Entre las tantas disciplinas aprendidas en la escuela, ¿cuál prefieres?
“Me siento cómoda con el repertorio porque allí se hacen las obras clásicas. Además, aprovecho la posibilidad de contar una historia mediante mis movimientos danzarios. En cada presentación puedo perfeccionar mucho el estilo y la forma de expresarme. Por ejemplo, me fascinan Giselle y El lago de los cisnes porque son piezas que me permiten probarme”.
¿Qué sientes en el segundo antes de abrirse el telón?
“Me olvido de todo y salgo a bailar, que es lo mejor que sé hacer. Creo que esa tensión me lleva a dar lo mejor de mí. De otra forma, es como si me cortaran la libertad. Por eso nunca olvido mi primera presentación, que fue con un baile popular y tanta emoción sentí con los aplausos que supe que ese era mi destino”.
Aprendió que ese era el momento más importante para una artista. Motivo suficiente para que apueste por desafiar la luz y desplazarse cada vez más airosa sobre el escenario para seducir a los diversos ojos que le siguen.
“Debí realizar dos complejas pruebas para entrar al Ballet Nacional porque no es la única opción cuando egresamos, pero para ello trabajé desde niña. Sé que es una etapa, además, de nueva que precisa de mucha convicción porque tengo que bailar bastante para cumplir otro de mis sueños: convertirme en primera bailarina”.
¿Cómo fue la experiencia del curso de verano que recibiste junto a otros cinco alumnos de la escuela cubana en Utah, Estados Unidos?

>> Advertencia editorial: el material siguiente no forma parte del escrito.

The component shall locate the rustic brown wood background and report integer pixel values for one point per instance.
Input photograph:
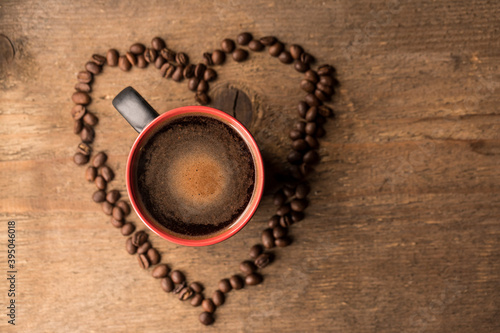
(403, 233)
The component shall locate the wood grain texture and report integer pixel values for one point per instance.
(403, 231)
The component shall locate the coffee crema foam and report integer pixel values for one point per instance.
(195, 176)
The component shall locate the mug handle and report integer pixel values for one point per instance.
(134, 108)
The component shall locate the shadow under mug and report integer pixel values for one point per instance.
(145, 120)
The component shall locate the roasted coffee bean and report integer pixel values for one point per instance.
(160, 271)
(307, 86)
(90, 175)
(157, 43)
(300, 66)
(177, 276)
(84, 77)
(154, 256)
(294, 157)
(227, 45)
(139, 238)
(202, 98)
(107, 208)
(196, 286)
(178, 74)
(218, 298)
(127, 229)
(85, 87)
(131, 248)
(263, 260)
(93, 68)
(144, 248)
(124, 63)
(207, 59)
(90, 119)
(159, 62)
(99, 195)
(167, 284)
(99, 59)
(240, 55)
(247, 267)
(218, 57)
(80, 97)
(208, 305)
(206, 318)
(244, 38)
(185, 294)
(188, 71)
(279, 232)
(255, 251)
(255, 45)
(209, 75)
(253, 279)
(143, 261)
(202, 86)
(225, 286)
(285, 57)
(296, 51)
(196, 300)
(112, 57)
(276, 49)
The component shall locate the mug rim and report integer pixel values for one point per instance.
(259, 181)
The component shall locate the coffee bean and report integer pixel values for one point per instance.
(208, 305)
(240, 55)
(167, 284)
(218, 298)
(112, 57)
(124, 63)
(107, 208)
(177, 276)
(139, 238)
(99, 59)
(253, 279)
(296, 51)
(263, 260)
(154, 256)
(209, 75)
(93, 68)
(311, 157)
(247, 267)
(255, 45)
(160, 271)
(131, 248)
(276, 49)
(157, 43)
(227, 45)
(300, 66)
(285, 57)
(178, 75)
(144, 248)
(244, 38)
(225, 286)
(143, 261)
(127, 229)
(84, 77)
(90, 175)
(294, 157)
(80, 97)
(218, 57)
(196, 300)
(307, 86)
(206, 318)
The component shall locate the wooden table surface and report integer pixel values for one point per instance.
(403, 231)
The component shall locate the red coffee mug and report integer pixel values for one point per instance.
(144, 119)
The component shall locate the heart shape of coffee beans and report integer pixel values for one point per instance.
(290, 200)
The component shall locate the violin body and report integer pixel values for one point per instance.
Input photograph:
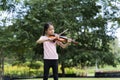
(63, 39)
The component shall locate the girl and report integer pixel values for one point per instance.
(50, 52)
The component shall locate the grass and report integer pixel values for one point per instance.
(76, 79)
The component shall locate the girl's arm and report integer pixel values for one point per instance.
(41, 40)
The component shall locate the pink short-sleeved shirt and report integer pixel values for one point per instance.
(50, 51)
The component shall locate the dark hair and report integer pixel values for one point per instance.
(46, 26)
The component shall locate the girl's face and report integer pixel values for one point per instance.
(50, 30)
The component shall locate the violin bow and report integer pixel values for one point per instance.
(63, 32)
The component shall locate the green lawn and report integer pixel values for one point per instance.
(76, 79)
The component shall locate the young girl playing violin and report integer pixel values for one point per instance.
(50, 52)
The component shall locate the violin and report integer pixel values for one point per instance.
(63, 39)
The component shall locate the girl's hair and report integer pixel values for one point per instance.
(46, 26)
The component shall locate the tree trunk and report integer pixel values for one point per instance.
(1, 65)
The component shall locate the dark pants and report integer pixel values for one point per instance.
(47, 65)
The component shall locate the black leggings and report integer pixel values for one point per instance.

“Fue diferente a lo que estábamos acostumbrados porque allá se potencian otros estilos. Las tres parejas que asistimos, todos recién egresados, fuimos el centro de atención porque nuestra escuela y el ballet de nuestro país son referentes a nivel internacional. Nos hicieron muchas preguntas, pero aprendimos mucho de forma colectiva”.
A tu juicio, ¿dónde crees que radica el sello de la escuela cubana de ballet?
“Tenemos muy buena técnica, por lo que a la hora de interpretar no resulta tan complejo. Los profesores son muy buenos. Creo que podemos mejorar mucho más a la hora de desdoblarnos en escena para que con solo bailar el público pueda interpretar la historia”.
Sube el telón y se hace la luz. En el centro del escenario, vestida de blanco está Odette. Sufre al ver desde una esquina el enfrentamiento entre su amado Sigfrido y el villano Von Rotbart. Un dolor la consume, al percatarse de que ha quedado sola y convertida para siempre en cisne. El público se compadece y solo atina a ovacionar tanta entrega.
Baja el telón. María Claudia González Díaz sonríe. Aún es pronto para hablar de una carrera sólida, pero el inicio ya está pactado. “El ballet es mi vida”.